The couple divorced on August 7, 1907. After his divorce from Julia, Chanler had a whirlwind romance with opera singer Natalina "Lina" Cavalieri. They married on June 18, 1910, but separated by the end of their honeymoon, and their divorce was finalized in June 1912. After the divorce, Lina returned to Europe, where she became a much-loved star in pre-Revolutionary St. Petersburg, Russia, and in Ukraine. Chanler died on October 24, 1930, at an art colony in Woodstock, New York, after being in a coma for 12 hours.

==Legacy==
Chanler's work has been compared to the fantastical works of some renaissance painters. His works involve the use of sculpted gesso, transparent glazes, and gilded finishes to produce ornate and decorative designs. His work still exists in his family's estate, Rokeby near Barrytown, New York, the Luxembourg Museum, and in private collections across the country.

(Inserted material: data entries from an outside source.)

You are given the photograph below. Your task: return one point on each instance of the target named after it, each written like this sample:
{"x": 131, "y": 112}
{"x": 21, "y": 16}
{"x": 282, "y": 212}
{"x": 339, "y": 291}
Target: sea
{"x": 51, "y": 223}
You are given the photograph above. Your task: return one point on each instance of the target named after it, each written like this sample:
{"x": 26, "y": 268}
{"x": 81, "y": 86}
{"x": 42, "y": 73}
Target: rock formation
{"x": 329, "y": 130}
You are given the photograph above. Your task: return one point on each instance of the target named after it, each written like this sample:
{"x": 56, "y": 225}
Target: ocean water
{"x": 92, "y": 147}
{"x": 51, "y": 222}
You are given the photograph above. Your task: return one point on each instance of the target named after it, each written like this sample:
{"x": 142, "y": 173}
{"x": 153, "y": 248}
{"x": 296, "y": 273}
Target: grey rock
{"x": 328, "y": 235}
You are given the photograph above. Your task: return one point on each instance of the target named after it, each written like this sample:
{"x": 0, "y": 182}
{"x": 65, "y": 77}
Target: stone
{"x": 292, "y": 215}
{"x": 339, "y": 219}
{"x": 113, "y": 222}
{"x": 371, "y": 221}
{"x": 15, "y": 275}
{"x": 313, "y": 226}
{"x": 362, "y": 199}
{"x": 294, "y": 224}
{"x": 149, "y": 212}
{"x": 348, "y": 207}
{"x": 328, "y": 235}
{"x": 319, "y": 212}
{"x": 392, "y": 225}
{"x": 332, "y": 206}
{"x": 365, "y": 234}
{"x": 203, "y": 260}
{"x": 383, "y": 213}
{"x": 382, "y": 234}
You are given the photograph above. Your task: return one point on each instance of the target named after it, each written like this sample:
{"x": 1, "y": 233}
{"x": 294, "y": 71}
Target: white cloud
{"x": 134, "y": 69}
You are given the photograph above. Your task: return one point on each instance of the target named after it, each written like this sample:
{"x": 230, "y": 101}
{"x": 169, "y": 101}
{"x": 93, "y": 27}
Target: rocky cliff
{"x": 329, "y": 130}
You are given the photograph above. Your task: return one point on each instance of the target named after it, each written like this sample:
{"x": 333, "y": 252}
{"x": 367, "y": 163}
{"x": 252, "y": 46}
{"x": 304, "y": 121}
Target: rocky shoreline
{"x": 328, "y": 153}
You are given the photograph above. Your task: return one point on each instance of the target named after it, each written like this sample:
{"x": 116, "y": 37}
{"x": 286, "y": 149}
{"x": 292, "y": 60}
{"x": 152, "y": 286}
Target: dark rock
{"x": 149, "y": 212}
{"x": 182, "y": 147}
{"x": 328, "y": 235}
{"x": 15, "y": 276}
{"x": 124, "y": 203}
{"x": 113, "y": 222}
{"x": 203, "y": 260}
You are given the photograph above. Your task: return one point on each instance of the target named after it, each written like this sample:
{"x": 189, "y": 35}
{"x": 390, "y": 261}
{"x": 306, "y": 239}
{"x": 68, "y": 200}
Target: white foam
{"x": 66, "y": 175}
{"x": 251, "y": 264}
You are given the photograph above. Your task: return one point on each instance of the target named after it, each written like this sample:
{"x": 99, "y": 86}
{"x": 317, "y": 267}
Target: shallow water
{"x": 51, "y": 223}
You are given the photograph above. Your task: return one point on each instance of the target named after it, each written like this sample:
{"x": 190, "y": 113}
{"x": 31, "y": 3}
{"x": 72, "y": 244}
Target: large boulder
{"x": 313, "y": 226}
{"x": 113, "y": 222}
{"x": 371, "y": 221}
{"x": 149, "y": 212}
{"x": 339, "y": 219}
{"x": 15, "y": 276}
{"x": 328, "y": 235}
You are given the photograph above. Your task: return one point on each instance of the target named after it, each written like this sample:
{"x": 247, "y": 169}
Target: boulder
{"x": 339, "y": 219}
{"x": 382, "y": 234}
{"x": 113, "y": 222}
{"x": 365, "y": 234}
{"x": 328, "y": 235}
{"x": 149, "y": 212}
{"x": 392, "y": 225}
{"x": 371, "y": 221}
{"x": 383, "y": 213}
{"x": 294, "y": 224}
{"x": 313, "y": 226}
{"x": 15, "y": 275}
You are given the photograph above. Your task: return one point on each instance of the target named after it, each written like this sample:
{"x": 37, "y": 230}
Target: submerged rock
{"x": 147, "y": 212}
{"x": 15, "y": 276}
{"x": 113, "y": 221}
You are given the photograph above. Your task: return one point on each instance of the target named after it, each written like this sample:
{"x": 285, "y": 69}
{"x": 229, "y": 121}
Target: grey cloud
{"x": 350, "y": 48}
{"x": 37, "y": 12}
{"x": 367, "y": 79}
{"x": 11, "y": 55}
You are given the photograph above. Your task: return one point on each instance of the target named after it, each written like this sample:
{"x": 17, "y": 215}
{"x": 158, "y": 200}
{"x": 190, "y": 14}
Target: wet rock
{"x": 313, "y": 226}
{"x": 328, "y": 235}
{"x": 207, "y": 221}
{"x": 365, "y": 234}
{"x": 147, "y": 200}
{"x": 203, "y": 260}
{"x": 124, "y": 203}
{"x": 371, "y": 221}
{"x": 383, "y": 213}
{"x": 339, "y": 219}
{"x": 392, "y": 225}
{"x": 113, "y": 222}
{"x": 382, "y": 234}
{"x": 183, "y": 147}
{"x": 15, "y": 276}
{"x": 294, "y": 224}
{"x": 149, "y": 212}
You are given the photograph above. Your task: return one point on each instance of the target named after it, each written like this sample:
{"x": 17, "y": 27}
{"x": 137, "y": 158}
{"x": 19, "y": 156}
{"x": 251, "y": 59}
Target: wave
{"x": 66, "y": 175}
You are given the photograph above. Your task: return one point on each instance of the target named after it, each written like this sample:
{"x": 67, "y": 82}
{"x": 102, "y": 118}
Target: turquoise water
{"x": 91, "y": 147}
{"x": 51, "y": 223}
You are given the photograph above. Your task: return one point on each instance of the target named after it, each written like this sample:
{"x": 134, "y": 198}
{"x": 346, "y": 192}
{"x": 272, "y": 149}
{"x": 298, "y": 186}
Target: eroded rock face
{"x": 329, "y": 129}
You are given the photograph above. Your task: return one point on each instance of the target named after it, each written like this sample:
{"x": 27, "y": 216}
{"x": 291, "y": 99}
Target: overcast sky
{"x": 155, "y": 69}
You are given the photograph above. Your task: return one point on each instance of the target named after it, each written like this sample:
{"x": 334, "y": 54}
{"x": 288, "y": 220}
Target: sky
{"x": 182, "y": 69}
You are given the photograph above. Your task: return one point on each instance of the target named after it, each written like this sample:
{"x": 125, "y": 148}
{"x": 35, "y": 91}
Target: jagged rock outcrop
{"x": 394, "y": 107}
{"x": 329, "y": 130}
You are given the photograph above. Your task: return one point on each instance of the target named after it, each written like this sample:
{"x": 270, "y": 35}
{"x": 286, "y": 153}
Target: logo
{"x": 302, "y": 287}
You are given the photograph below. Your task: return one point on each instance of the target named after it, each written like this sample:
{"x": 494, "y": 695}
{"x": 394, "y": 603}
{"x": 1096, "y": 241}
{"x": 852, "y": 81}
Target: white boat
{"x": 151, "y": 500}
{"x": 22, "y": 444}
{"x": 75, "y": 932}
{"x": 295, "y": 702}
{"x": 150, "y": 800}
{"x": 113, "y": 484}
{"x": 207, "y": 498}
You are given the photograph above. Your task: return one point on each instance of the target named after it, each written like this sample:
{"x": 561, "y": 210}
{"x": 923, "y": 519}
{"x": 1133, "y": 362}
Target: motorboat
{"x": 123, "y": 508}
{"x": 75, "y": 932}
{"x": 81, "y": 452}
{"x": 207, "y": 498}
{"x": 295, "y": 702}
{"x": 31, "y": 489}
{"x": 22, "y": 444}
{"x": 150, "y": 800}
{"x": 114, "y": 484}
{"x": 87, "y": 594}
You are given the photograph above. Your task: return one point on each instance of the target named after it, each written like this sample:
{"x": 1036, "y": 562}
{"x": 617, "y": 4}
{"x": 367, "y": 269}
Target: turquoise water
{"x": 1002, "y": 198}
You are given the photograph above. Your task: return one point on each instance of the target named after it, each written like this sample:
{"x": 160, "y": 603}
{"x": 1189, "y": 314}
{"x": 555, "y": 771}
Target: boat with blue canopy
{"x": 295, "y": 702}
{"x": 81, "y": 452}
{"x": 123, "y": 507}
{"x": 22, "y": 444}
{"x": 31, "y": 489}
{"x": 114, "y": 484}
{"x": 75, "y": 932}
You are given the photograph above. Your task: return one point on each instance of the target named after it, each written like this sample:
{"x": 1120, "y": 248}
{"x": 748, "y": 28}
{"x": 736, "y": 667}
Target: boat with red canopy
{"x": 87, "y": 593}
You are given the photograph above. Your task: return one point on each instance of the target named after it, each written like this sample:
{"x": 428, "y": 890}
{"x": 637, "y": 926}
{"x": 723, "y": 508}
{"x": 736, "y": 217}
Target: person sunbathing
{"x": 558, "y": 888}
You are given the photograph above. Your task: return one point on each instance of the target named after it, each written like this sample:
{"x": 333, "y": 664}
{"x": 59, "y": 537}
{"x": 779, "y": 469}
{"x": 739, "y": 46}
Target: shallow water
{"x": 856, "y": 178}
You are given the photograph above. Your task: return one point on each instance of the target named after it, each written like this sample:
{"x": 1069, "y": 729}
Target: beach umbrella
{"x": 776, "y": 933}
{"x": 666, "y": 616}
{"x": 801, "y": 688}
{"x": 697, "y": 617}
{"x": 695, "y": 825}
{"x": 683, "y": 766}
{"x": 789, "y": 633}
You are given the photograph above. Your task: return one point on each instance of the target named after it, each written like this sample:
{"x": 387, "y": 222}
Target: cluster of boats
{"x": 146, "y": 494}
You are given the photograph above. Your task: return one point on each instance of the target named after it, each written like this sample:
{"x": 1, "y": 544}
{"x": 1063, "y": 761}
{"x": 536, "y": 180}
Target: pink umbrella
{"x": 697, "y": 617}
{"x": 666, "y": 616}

In 2010, Chanler's decorative plaster ceiling at the Gertrude Vanderbilt Whitney Studio was the focus of Lauren Drapala's Masters Thesis at the University of Pennsylvania. The ceiling, which had been painted over numerous times, was found to contain vivid colors amidst metallic overlays and glazes.

At Villa Vizcaya, Chanler chose to use materials such as plaster of Paris and water-soluble paint, despite the humid climate of Florida, and the work's location above a swimming pool. His murals and ceiling at Villa Vizcaya began to deteriorate soon after they were installed in 1917. The mural has even survived a hurricane in which the storm surge flooded the grotto, with debris scratching the ceiling.
Extensive restoration of Chanler's murals and the painted plaster ceiling at Villa Vizcaya was begun in 2016.
As of August 28, 2024, Vizcaya was awarded a $750,000 grant for conservation of the mural, as part of the Save America’s Treasures program of the National Park Service.